Cómo los enanos rehusaron dejarse embaucar
Tirian había pensado —o lo habría pensado de haber tenido tiempo para pensar— que se encontraban en el interior de un pequeño establo con el techo de paja, de unos tres metros y medio de largo y un metro ochenta de ancho. En realidad estaban de pie sobre hierba, con un cielo de un azul profundo sobre sus cabezas, y el aire que soplaba dulcemente sobre sus rostros era el propio de un día de principios de verano.
No muy lejos de ellos se alzaba un bosquecillo de hojas tupidas, pero bajo cada hoja atisbaba el color dorado, amarillo pálido, púrpura o rojo reluciente de unas frutas que nadie ha visto jamás en nuestro mundo. La fruta hizo que Tirian tuviera la impresión de que debía de ser otoño, pero había algo en el aire que le indicaba que no podía ser más allá de junio. Todos se encaminaron hacia los árboles.
Cada uno alzó la mano para coger la fruta cuyo aspecto le resultara más atrayente, y luego todos se detuvieron durante un segundo. La fruta era tan hermosa que todos pensaban: «No puede ser para mí… Seguro que no tenemos permiso para cogerla».
—No hay ningún problema —dijo Peter—. Sé lo que todos estamos pensando. Pero estoy seguro, convencido, de que no hay de qué preocuparse. Tengo la impresión de que hemos ido a parar al país donde todo está permitido.
—¡Pues, ahí va! —declaró Eustace; y todos empezaron a comer.
¿A qué sabía la fruta? Por desgracia nadie puede describir un sabor. Todo lo que puedo decir es que, comparada con aquellas frutas, el pomelo más tierno que hayas comido nunca y la naranja más jugosa resultaban resecos, la pera más madura era dura y leñosa, y el fresón más dulce, amargo. Y no había ni semillas, ni huesos, ni avispas.
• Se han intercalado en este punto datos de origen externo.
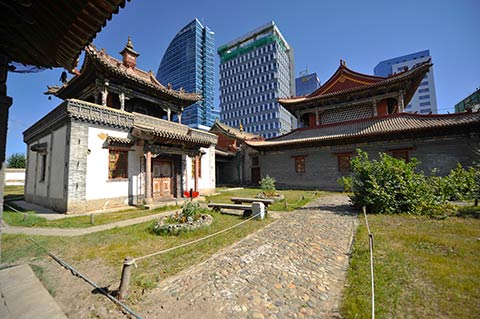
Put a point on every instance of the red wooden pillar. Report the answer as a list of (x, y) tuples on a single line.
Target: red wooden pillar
[(196, 173), (148, 178)]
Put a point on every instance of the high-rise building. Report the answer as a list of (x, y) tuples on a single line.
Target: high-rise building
[(306, 83), (470, 103), (188, 64), (424, 101), (255, 70)]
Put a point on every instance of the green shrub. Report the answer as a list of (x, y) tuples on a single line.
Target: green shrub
[(267, 184), (16, 160), (390, 185)]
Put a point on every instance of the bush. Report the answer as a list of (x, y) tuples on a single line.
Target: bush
[(16, 160), (390, 185), (267, 184)]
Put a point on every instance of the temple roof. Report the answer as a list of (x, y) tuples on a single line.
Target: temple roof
[(140, 125), (99, 60), (233, 132), (347, 84), (402, 124), (52, 33)]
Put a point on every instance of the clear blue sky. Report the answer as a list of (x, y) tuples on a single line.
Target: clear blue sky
[(321, 32)]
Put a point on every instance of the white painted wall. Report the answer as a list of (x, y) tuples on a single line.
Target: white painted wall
[(206, 182), (98, 186)]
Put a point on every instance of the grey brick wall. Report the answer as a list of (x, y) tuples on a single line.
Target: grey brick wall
[(77, 164), (321, 164)]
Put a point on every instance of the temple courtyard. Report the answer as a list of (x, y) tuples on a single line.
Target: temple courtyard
[(304, 261)]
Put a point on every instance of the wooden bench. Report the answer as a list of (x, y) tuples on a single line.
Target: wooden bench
[(247, 209), (240, 200)]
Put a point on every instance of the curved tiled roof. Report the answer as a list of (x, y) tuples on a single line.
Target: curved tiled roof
[(137, 75), (358, 83), (403, 123), (233, 132)]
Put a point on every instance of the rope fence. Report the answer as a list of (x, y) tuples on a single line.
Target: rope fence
[(78, 274), (370, 244), (131, 261)]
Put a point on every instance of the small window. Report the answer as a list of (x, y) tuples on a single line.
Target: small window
[(199, 167), (43, 164), (344, 162), (255, 161), (300, 164), (118, 164)]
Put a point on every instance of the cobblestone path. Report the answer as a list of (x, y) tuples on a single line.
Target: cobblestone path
[(293, 268)]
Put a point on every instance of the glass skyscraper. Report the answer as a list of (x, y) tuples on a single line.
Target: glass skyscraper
[(306, 84), (424, 101), (255, 70), (188, 64)]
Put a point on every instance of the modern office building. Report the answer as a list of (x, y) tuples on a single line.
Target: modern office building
[(424, 101), (255, 70), (188, 64), (470, 103), (306, 83)]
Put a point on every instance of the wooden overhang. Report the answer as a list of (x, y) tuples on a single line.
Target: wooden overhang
[(99, 65), (346, 86), (384, 128), (231, 132), (51, 33)]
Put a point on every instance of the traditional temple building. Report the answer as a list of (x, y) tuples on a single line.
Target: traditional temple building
[(112, 142), (357, 111), (233, 163)]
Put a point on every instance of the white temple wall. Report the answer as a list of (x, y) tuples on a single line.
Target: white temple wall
[(206, 181), (98, 185)]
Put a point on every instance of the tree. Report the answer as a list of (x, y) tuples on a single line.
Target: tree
[(16, 160)]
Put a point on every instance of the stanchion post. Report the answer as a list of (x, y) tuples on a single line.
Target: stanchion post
[(125, 280)]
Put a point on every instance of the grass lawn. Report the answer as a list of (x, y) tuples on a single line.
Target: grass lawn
[(293, 198), (112, 246), (34, 220), (424, 268)]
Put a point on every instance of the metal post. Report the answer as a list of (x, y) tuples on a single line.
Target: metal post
[(5, 103), (125, 280)]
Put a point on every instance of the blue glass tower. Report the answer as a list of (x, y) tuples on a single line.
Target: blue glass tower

Si se comía aquella fruta una sola vez, todas las cosas más deliciosas de nuestro mundo sabrían a jarabe a partir de entonces. Pero no puedo describirlo. No se puede saber cómo es a menos que se consiga llegar a ese país y probarla por uno mismo.
Después de comer suficiente, Eustace le dijo al rey Peter.
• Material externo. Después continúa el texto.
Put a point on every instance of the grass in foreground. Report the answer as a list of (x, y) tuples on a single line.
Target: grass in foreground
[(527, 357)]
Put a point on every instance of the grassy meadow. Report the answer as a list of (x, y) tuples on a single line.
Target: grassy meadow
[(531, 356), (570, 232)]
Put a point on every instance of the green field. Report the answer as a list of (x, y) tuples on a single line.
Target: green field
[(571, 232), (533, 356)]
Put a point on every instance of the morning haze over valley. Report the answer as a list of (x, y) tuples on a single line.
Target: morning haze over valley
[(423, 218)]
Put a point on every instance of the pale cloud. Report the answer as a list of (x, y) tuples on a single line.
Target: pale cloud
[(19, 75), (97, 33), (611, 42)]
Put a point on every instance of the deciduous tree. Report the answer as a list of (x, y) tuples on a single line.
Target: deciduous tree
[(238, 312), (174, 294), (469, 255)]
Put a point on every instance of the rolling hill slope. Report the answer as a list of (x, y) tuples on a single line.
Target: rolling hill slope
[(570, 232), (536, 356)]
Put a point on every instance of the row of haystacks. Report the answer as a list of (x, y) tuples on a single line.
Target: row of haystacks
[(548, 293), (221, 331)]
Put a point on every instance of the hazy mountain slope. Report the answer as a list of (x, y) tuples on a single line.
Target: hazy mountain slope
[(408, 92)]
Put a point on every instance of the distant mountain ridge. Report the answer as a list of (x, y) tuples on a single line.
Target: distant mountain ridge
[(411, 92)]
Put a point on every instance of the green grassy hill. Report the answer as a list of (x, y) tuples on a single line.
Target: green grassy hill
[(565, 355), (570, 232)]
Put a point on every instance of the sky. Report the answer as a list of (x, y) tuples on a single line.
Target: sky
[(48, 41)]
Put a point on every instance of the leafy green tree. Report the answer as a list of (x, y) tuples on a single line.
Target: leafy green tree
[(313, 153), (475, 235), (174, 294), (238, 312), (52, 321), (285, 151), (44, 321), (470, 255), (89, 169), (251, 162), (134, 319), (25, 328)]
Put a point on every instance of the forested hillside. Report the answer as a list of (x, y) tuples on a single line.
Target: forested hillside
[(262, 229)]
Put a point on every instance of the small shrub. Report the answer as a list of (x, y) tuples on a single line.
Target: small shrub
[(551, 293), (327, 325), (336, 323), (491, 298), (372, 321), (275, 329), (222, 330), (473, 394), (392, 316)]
—Todavía no nos habéis contado cómo llegasteis aquí. Estabais a punto de explicarlo, cuando apareció Tirian.
—No hay mucho que contar. Edmund y yo estábamos en el andén y vimos que llegaba vuestro tren. Recuerdo que pensé que cogía la curva demasiado rápido. Y también recuerdo haber pensado que era gracioso que nuestra familia probablemente se hallaba en el mismo tren, aunque Lucy no lo sabía…
—¿Vuestra familia, Sumo Monarca? —inquirió Tirian.
—Quiero decir mi padre y mi madre…, los padres de Edmund, Lucy y míos.
—¿Por qué estaban allí? —quiso saber Jill—. ¿No querréis decir que saben lo de Narnia?
—No, no tenía nada que ver con Narnia. Iban de camino a Bristol. Me enteré de que iban a ir aquella mañana, y Edmund dijo que seguro que iban en el mismo tren.
(Edmund era la clase de persona que sabe mucho sobre ferrocarriles).
—Y ¿qué sucedió entonces? —preguntó Jill.
—Bueno, no es fácil de describir, ¿no es cierto, Edmund? —respondió el Sumo Monarca.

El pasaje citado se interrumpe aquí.